Soldiers of the Armed Forces of the Democratic Republic of Congo (known by the French acronym FARDC) stormed community station Radio Tujenge Kabambare on January 2 and ransacked its studios and confiscated equipment, including computers, generators, solar panels, mobile phones, and recorders, according to the station’s director and the Congolese press freedom group OLPA. The soldiers detained the head of programs, Senghor Fundi Kamulete, and technician Shabani Bin Shabani for a few hours in a military camp, where they were beaten with rifle butts, OLPA said. Fundi and Shabani are hospitalized and being treated for injuries to the head, chest, and arms, the station’s director, Gekalom Kalonda Mukelenge, told CPJ.
Mukelenge said another group of soldiers raided his home, which is near the station, and accused him of hiding a member of the M23 rebel group. The soldiers assaulted members of his family and ransacked the house, he said.
The reason behind the attacks was not immediately clear.

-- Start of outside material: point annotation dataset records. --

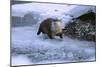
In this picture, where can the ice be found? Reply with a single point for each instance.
(19, 60)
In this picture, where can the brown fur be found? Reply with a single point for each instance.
(45, 28)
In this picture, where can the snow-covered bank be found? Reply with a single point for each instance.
(40, 50)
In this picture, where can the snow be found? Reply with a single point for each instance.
(42, 50)
(28, 48)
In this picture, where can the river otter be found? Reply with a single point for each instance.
(51, 27)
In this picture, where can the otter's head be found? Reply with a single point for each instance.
(56, 26)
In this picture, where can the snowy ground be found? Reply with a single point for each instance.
(28, 48)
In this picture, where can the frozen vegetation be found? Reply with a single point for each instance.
(28, 48)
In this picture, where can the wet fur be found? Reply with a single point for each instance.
(46, 28)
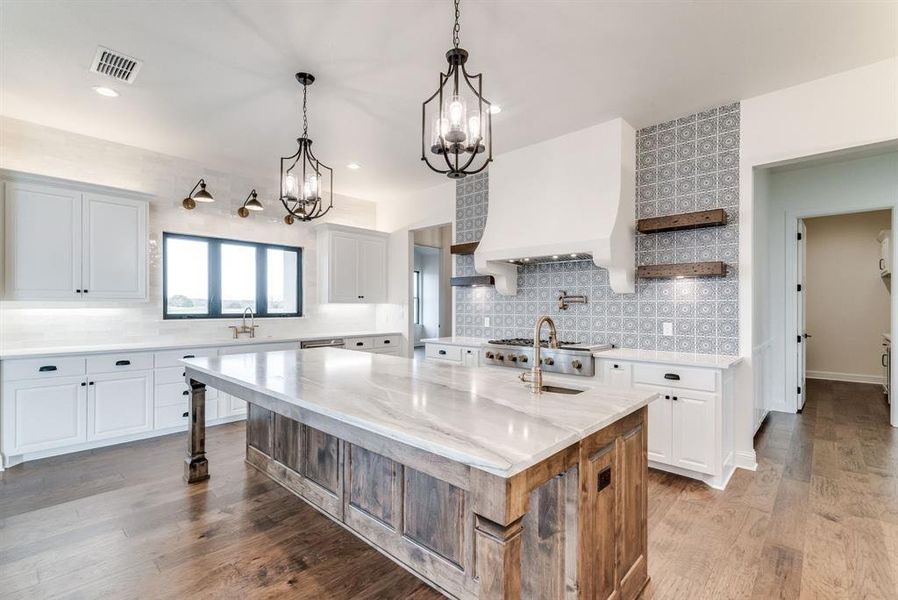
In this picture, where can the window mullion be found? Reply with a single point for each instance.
(214, 278)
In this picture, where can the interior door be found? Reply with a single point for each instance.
(802, 336)
(43, 232)
(115, 247)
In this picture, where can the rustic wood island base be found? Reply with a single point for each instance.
(570, 525)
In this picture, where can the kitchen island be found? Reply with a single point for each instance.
(460, 475)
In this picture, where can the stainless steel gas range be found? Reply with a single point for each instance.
(570, 358)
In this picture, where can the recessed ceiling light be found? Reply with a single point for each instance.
(105, 91)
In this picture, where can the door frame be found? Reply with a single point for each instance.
(793, 217)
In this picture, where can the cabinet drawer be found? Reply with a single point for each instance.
(386, 341)
(114, 363)
(168, 394)
(359, 344)
(33, 368)
(442, 352)
(172, 358)
(675, 377)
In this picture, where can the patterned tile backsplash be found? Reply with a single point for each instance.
(683, 165)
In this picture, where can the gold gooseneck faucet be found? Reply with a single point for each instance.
(535, 379)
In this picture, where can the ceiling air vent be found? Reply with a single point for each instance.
(116, 65)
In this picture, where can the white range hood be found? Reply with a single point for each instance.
(571, 195)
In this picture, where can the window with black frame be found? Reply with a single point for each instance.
(205, 277)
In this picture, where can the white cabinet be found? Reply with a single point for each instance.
(42, 414)
(690, 424)
(43, 242)
(66, 243)
(114, 241)
(352, 264)
(119, 404)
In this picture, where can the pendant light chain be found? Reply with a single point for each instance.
(456, 29)
(305, 116)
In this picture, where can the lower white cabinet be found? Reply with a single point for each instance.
(690, 423)
(27, 405)
(119, 404)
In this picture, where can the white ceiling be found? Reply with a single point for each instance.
(217, 84)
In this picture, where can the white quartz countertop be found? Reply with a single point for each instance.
(484, 418)
(27, 351)
(456, 340)
(687, 359)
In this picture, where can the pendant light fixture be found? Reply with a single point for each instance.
(302, 175)
(456, 121)
(251, 203)
(197, 196)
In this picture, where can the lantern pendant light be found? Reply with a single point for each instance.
(456, 121)
(302, 175)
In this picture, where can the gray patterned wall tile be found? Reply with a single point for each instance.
(683, 165)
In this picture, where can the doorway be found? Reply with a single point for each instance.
(431, 296)
(843, 293)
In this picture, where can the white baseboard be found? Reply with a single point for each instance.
(850, 377)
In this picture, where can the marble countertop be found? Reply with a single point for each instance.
(687, 359)
(27, 351)
(456, 340)
(483, 418)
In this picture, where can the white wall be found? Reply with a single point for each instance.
(850, 185)
(846, 110)
(847, 305)
(36, 149)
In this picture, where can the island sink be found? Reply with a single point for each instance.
(466, 479)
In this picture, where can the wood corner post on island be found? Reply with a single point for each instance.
(196, 467)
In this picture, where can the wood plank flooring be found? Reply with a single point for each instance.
(819, 519)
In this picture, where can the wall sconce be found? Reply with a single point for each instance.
(251, 203)
(201, 196)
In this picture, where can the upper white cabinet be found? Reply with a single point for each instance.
(64, 242)
(352, 264)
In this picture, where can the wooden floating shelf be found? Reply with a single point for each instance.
(471, 281)
(466, 248)
(694, 220)
(707, 269)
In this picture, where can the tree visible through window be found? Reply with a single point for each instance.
(207, 277)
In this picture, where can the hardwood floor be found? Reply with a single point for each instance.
(819, 519)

Mukelenge could not point to any sensitive recent stories, but said the station has in the past aired reports critical of the military, including interviews with local citizens accusing soldiers of extortion at arbitrary checkpoints.
“We condemn the attack on Radio Tujenge Kabambare and its journalists, who have a right to cover the military’s activities without obstruction or intimidation,” said CPJ Africa Advocacy Coordinator Mohamed Keita. “We call on Congolese authorities to hold their soldiers fully accountable under the law.”
Congolese government spokesman Lambert Mende told CPJ he received information about the attacks today and that an investigation was under way. “I have addressed an urgent note to my colleague, the minister of defense. Tomorrow, I will have an idea of measures to take,” he said. “This is not acceptable. The army is not tasked with leading police operations. We will shed light on this.”